Step 2 Back up the active appliances in your failover cluster.

Step 3 Revert the active appliances to Standalone mode:

a. Log into AAI.

b. Choose FAIL_OVER > REVERT.

Step 4 Revert the standby appliances to Standalone mode:

a. Log into AAI.

b. Choose FAIL_OVER > REVERT.

Step 5 Apply the virtual FQDN and IP address to the primary appliances. This reverts them to the pre-failover configuration.

Step 6 Pair the primary appliances.

The appliances operate as a standard, standalone configuration.

Step 7 Reimage the secondary appliances.

Step 8 Re-configure failover. Depending upon your configuration, see Cisco Digital Signs Failover Configuration, page 2-1 or Cisco Show and Share Failover Configuration, page 3-1 for the failover configuration process.


Primary Appliance Failure Recovery

Recovering a failed primary requires some additional steps because you cannot use a secondary appliance as a primary appliance. You must reimage the secondary appliances after converting the failover cluster to standalone mode.

Procedure


Step 1 On the pair of appliances that did not fail, make the primary appliance the active appliance.

Step 2 Back up the active appliances in your failover cluster.

Step 3 Revert the standby appliances to Standalone mode:

a. Log into AAI.

b. Choose FAIL_OVER > REVERT.

Step 4 Revert the active appliances to Standalone mode:

a. Log into AAI.

b. Choose FAIL_OVER > REVERT.

Step 5 Reimage the failed primary appliance and the two standby appliances.

Step 6 Apply the virtual FQDN and IP address to the primary appliances.
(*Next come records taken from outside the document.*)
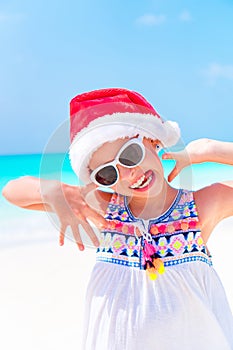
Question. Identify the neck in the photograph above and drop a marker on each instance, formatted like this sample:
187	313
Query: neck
152	207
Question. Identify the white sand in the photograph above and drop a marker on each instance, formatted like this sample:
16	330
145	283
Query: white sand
43	286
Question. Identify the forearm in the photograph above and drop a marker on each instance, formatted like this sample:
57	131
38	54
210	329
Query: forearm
28	192
216	151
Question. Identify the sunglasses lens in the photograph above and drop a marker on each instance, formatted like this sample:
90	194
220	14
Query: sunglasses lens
106	176
132	155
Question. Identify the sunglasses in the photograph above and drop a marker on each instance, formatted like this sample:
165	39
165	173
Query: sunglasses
130	155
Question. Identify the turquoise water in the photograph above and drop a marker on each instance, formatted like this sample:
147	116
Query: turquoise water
19	226
57	166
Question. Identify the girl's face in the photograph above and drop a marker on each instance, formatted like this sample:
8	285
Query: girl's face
143	180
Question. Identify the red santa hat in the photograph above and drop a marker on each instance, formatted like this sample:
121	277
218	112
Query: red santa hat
105	115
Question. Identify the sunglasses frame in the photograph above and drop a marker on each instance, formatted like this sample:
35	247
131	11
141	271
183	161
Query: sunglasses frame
138	141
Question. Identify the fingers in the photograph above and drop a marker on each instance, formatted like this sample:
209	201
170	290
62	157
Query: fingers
77	237
167	156
173	174
90	232
95	217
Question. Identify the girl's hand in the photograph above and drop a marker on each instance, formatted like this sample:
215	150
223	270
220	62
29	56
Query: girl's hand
195	152
68	203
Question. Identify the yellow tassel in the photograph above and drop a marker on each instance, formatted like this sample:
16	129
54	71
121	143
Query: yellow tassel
151	274
159	265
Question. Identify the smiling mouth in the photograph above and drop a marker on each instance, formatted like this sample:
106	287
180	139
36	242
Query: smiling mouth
144	181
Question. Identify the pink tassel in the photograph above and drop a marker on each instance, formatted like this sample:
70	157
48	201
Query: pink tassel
151	261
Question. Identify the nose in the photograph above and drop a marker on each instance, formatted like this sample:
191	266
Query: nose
129	174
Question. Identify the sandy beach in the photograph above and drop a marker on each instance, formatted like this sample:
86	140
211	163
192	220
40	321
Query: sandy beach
43	287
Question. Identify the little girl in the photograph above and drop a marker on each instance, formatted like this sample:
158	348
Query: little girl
153	285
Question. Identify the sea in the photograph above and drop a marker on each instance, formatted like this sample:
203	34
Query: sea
20	226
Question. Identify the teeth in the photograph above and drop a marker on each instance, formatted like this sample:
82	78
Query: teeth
146	183
139	182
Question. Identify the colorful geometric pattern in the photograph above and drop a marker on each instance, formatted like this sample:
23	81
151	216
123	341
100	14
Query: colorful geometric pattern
176	234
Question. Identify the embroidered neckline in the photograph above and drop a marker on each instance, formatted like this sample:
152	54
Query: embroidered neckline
158	218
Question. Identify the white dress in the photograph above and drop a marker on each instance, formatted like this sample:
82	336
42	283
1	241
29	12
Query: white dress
184	308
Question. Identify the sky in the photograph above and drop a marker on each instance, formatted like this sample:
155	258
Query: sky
178	54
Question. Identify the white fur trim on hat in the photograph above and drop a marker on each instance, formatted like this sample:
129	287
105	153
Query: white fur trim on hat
112	127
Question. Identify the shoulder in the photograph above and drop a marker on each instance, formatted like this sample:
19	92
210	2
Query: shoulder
214	203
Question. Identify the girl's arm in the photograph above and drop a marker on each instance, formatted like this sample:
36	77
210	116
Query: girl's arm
214	202
67	201
200	151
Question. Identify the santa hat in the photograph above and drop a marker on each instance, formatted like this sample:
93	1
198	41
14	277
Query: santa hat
105	115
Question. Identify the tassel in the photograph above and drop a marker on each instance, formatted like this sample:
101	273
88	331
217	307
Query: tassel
159	265
152	262
150	270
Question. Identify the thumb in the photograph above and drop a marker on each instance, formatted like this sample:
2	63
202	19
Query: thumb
173	174
170	155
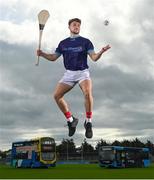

This reverts them to the pre-failover configuration.

Step 7 Pair the primary appliances.

Step 8 Restore the cluster backup on the appliances.

Step 9 Re-configure failover. Depending upon your configuration, see Cisco Digital Signs Failover Configuration, page 2-1 or Cisco Show and Share Failover Configuration, page 3-1 for the failover configuration process.


Split Brain Recovery

Split brain occurs when both nodes become active or when the data on each node become out of sync with the other node. To recover, you need to determine which set of data you are going to keep. The recovery process overwrites the other set of data.

Procedure


Step 1 Determine which device you want to use as the data source. This is the appliance whose data will be used to populate the cluster.

Step 2 On the appliance you want to receive the data, do the following:

a. Log into AAI.

b. Choose FAIL_OVER > RECOVER.

If split brain is not occurring, you will receive a message that split brain was not detected. Cancel out of the split brain recovery process.

If split brain is occurring, the data selection page appears.

c. Choose OVERWRITE_DATA.

d. Choose Yes if prompted to continue.

Step 3 On the appliance you are going to use as the data source, do the following:

a. Log into AAI.

b. Choose FAIL_OVER > RECOVER.

If split brain is not occurring, you will receive a message that split brain was not detected. Cancel out of the split brain recovery process.

If split brain is occurring, the data selection page appears.

c. Choose USE_DATA.

d. Choose Yes if prompted to continue.